President, Congress ignore the real drivers of the nation's debt.
The flurry of deficit-reduction plans released late last year were supposed to kick off a national "adult conversation" about the nation's metastasizing long-term debt problem.
So when is that conversation going to begin? It certainly didn't happen on Monday when President Obama released his $3.7 trillion budget request for 2012.
While the president's plan included some painful cuts that should stabilize the nation's debt level relative to its economic output, it continued the reckless fiction that the country's books can be balanced without reforming these expensive entitlement programs: Medicare, Medicaid and Social Security.
Even with the president's cuts, the nation's publicly held debt is expected to increase $7.2 trillion over the next 10 years.
Unfortunately, the president has plenty of company in this head-in-sand financial management. Republican U.S. House members, who swept to victory in November on promises of fiscal sanity, have yet to deliver. Instead of putting everything on the table, as every single credible deficit-reduction plan calls for, they've yet to touch Medicare and Social Security, and they've gone easy on defense.
Instead, GOP House members have focused most on a small chunk of the budget -- nondefense discretionary spending. This includes national parks, veterans' health programs, the National Institutes of Health, the U.S. Coast Guard and the U.S. Centers for Disease Control. Nondefense discretionary spending comprised 15 percent of the nation's 2010 budget, according to the Center for American Progress, a Washington, D.C., think tank.
The nation would still be in the red even if this spending category could be eliminated entirely.
The reality is that federal spending on Medicare, Medicaid, Social Security and defense dwarfs everything else. It's just not possible to balance the nation's books without reining in these costs.
In 2010, 20.3 percent of federal dollars went to Social Security.
Another 20.3 percent went for defense. Medicare, which provides health care for the elderly, accounted for 12.9 percent. Medicaid, which provides health care for the poor and much of the nation's nursing home care, swallowed 8.9 percent of federal dollars spent last year. In contrast, two welfare programs often held up as examples of profligate federal spending -- Temporary Assistance for Needy Families and Supplemental Nutrition Assistance -- consumed 2.38 percent of federal dollars in 2010.

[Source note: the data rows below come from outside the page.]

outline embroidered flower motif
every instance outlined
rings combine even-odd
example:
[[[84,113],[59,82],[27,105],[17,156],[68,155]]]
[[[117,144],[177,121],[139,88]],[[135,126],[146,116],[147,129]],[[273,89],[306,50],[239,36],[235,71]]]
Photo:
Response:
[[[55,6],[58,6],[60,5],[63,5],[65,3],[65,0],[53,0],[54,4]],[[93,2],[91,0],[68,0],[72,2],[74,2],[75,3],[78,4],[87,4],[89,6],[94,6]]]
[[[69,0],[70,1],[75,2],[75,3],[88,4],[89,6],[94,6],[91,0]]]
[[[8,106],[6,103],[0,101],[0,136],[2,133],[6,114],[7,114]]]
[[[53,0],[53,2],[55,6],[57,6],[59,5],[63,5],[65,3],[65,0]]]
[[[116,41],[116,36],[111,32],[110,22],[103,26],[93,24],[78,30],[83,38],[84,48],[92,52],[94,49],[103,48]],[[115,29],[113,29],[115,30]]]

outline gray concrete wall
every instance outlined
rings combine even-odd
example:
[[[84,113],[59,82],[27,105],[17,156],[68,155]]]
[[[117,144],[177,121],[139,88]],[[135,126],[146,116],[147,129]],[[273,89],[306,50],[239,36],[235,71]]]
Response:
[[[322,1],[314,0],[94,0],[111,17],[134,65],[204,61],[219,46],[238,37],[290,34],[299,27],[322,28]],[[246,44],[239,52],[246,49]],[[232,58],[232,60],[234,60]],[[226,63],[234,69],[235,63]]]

Tackling the costs of the big entitlement programs and defense isn't easy, which is why the nation's political leadership has slunk away from the challenge for years. No one wants to tell voters the truth.

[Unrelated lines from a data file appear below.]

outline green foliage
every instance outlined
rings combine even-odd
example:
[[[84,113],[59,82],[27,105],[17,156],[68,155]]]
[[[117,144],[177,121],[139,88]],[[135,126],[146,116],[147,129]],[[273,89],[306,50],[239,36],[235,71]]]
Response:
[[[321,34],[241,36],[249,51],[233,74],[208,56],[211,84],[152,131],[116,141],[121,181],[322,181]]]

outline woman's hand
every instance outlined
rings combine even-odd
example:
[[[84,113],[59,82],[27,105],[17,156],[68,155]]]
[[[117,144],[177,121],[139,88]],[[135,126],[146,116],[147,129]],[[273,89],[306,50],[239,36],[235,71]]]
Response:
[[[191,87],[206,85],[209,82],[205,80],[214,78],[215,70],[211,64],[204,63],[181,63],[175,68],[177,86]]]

Taxes have to be raised to pay for these popular programs, or the nation has to spend less on them, or both.
Pretending otherwise delays the reforms needed to sustain these programs and only makes the solutions inevitably enacted all the more painful. In the meantime, more and more tax dollars must be siphoned off to feed these programs' gargantuan appetites.
The risk in that approach is too little spending on other important national needs, including transportation, education, medical and scientific research, and infrastructure.

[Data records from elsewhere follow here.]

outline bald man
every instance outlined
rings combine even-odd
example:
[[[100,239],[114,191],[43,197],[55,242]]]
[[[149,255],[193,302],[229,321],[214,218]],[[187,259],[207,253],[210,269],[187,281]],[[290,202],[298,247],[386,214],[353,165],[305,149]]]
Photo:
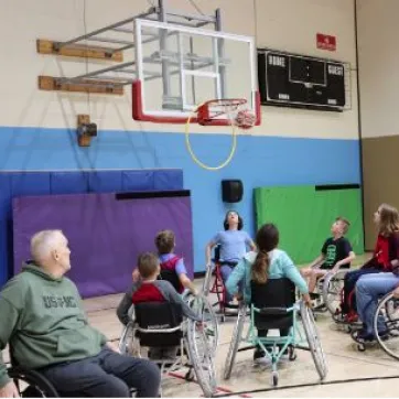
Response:
[[[32,261],[0,291],[0,351],[10,342],[15,360],[40,371],[63,396],[158,397],[160,370],[147,359],[122,356],[89,326],[61,230],[31,239]],[[18,397],[0,355],[0,397]]]

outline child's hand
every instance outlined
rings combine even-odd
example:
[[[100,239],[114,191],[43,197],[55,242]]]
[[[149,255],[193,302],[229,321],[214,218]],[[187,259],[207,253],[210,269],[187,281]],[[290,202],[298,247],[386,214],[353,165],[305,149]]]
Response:
[[[308,306],[309,309],[312,309],[312,308],[313,308],[313,303],[312,303],[312,300],[311,300],[311,296],[310,296],[309,293],[304,293],[304,294],[302,295],[302,299],[303,299],[303,302],[306,304],[306,306]]]
[[[393,296],[399,299],[399,287],[393,290]]]
[[[140,280],[139,269],[134,269],[133,272],[131,273],[131,277],[133,279],[133,282],[138,282]]]
[[[238,292],[237,294],[235,294],[235,298],[236,298],[236,300],[237,300],[238,302],[244,300],[244,295],[242,295],[242,293],[240,293],[240,292]]]

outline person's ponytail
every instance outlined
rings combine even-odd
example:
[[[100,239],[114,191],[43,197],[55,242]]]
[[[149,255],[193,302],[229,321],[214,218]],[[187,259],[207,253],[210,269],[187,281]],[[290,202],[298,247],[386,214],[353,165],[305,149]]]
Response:
[[[265,250],[259,251],[252,265],[251,279],[259,284],[265,284],[269,277],[269,254]]]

Minnesota's congressional delegation should be united in opposing any cuts that would jeopardize the $920 million Central Corridor light-rail line only a few months before federal officials are expected to sign off on their $450 million share of the project.
The nation's graying tsunami of baby boomers is often cited as the key reason to reform the big entitlements and get defense spending under control.
But younger generations also have a huge stake in resolving this soon. With generous pensions a thing of the past, they must shoulder more responsibility for funding their retirement.
That requires years of planning and saving. They deserve to know now if the programs their parents relied on will be there in years to come.